Today is a good day. I won my fight last night and took a K1 title home. The 6 weeks of hard work, dedication, perseverance and persistent training paid off. It’s funny because when I finished training for this fight I thought to myself ‘I’ve done everything I can do.’ And that little voice I’ve grown to know told me to take that into the ring with me. To be at my best. As a fighter I’ve got a long way to go. I know I have a lot to improve, but today is my day and I am immeasurably happy.
Believe it or not It’s not all about me. When I fight, win or lose it’s my gym that are there with me. Win or lose I always have a great corner who have a wealth of fight experience know their stuff, and most importantly know and understand me as a fighter. And I’ve learnt just like with my old camp in Bournemouth, that regardless of the result we’re in it together. We’re a family, and it makes me happy inside to know that I have a home.

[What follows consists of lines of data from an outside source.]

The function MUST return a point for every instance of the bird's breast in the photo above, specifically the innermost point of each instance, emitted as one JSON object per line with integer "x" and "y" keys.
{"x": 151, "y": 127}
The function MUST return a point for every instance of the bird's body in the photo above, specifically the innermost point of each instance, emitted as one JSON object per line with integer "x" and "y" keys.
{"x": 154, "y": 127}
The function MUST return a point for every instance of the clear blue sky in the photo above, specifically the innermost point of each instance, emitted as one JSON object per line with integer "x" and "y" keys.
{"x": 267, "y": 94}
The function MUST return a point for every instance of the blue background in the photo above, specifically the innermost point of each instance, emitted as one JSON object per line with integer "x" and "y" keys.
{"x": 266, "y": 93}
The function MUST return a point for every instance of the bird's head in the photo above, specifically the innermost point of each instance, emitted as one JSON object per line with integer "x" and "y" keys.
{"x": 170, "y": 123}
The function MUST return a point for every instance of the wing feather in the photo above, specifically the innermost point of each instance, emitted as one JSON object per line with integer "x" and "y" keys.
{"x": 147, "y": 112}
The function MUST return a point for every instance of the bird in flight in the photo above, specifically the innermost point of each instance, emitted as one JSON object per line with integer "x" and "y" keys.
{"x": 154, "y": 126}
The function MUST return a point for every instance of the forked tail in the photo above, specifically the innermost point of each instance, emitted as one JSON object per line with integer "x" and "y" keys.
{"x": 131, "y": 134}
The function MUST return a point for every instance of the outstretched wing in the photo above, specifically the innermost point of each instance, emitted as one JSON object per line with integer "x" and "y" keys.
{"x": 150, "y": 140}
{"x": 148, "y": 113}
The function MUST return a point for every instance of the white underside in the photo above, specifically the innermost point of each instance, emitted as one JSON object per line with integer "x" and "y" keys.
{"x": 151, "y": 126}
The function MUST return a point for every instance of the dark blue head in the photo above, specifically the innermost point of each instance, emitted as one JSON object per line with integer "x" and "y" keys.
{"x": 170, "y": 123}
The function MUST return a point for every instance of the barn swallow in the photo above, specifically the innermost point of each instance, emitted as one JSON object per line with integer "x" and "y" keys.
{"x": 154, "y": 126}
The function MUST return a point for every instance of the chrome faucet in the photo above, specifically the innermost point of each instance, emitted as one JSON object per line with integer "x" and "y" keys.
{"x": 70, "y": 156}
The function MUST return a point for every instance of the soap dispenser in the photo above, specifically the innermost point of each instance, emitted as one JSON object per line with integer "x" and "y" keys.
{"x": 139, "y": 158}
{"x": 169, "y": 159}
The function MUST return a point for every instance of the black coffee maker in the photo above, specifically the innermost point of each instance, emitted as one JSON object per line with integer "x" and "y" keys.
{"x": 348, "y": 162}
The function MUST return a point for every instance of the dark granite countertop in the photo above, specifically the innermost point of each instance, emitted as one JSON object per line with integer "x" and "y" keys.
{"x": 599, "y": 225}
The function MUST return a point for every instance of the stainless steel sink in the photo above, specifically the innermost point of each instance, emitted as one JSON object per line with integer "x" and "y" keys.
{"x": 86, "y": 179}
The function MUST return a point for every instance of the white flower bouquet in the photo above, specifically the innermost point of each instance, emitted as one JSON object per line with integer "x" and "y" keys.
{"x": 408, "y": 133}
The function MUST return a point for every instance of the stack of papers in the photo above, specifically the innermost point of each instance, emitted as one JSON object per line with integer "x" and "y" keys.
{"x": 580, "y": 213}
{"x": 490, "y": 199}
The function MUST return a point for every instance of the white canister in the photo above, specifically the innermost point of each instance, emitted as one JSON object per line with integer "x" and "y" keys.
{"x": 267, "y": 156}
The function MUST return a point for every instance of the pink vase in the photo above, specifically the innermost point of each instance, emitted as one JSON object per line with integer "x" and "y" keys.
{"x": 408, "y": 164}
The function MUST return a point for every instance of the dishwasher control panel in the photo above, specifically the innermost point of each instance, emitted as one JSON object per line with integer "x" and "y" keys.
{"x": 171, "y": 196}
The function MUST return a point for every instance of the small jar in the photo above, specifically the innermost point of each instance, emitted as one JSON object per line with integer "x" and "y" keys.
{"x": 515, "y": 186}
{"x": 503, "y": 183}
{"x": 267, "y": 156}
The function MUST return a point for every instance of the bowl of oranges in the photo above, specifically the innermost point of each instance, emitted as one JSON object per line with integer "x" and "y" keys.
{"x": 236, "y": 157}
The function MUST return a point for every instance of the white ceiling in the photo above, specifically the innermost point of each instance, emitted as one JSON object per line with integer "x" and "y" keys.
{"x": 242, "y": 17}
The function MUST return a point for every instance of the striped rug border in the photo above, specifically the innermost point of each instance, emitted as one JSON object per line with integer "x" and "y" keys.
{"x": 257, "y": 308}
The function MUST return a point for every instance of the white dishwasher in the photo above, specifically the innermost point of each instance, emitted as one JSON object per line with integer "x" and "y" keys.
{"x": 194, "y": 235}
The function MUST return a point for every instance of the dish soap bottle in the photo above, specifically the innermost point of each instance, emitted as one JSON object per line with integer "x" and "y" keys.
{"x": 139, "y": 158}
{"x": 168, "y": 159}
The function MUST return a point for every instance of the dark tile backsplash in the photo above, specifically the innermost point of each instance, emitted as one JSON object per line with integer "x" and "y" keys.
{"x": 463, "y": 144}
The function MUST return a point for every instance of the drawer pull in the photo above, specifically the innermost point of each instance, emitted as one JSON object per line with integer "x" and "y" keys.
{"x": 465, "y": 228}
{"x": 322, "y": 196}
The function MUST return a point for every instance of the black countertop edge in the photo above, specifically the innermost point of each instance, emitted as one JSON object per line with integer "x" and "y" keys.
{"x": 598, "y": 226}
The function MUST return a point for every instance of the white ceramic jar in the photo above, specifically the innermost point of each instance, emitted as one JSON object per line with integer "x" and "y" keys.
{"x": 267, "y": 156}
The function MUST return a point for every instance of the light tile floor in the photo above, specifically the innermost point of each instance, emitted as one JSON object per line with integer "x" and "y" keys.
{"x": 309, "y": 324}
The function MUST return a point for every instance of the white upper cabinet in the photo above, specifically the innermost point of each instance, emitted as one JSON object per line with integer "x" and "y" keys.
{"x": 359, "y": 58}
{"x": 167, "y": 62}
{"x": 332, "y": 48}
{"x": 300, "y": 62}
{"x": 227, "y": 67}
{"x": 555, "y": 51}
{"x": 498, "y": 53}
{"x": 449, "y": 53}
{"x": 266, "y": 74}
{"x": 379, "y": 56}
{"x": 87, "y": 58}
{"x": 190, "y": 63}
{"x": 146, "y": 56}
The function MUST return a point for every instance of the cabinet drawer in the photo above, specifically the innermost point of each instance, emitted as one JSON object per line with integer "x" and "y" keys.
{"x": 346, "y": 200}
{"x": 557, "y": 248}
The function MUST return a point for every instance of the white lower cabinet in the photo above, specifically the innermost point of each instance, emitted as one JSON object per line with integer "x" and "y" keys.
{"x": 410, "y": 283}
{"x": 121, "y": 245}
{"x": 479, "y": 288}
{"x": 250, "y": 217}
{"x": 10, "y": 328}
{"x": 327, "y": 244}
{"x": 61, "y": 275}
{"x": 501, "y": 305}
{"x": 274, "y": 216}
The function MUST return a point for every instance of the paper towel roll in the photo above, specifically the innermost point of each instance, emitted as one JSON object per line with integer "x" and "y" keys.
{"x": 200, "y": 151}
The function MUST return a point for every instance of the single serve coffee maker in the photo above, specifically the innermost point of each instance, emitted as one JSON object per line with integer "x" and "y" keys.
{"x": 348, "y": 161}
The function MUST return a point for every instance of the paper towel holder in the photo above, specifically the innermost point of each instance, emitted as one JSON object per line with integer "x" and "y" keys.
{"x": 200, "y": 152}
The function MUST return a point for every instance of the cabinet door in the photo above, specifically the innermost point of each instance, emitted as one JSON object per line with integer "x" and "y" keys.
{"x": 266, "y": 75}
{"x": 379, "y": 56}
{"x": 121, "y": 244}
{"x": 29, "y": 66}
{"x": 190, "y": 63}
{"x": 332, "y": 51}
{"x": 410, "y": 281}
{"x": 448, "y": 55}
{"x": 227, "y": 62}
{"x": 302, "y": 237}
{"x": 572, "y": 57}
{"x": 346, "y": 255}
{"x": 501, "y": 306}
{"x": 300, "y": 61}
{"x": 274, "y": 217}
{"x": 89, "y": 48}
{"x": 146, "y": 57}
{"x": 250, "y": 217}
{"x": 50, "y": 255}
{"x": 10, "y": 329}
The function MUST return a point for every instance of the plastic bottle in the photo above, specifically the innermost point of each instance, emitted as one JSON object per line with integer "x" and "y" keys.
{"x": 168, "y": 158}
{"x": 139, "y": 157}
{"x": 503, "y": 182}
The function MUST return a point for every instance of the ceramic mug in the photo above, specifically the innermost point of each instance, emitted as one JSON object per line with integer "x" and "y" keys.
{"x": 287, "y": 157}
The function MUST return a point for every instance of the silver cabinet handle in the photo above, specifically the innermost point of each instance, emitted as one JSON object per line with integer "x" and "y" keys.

When it comes to what worked last night.. well, the simple things in life are always the best. I got some nice combinations in and some good low kicks, and the last round of the fight.. knees of death. Despite it being K1 rules I opened up with my knees and didn’t relent. Aaron is a good K1 fighter and he gave me a hard time. He was a lot tougher than last time I fought him,and if I said at no point did he have me in trouble I would be being arrogant. As I said before I have a lot to learn. But I’m pleased that I’m improving. 14 fights in and I am sure it will only get better. I’m sure it’ll get harder too.
I really want to take some time to improve my boxing as I have strong punches but want to get my combinations better, and in general although I put the pressure on at the right times last night I still want to get faster. I can be fast,but sometimes I think I focus too much on power. I know I can hurt them but I want to be quicker at doing it too. Although, on the back of that my work rate last night was a big improvement on fights before. I got caught quite a few times too, so although my defence isn’t bad it’s something I want to keep improving.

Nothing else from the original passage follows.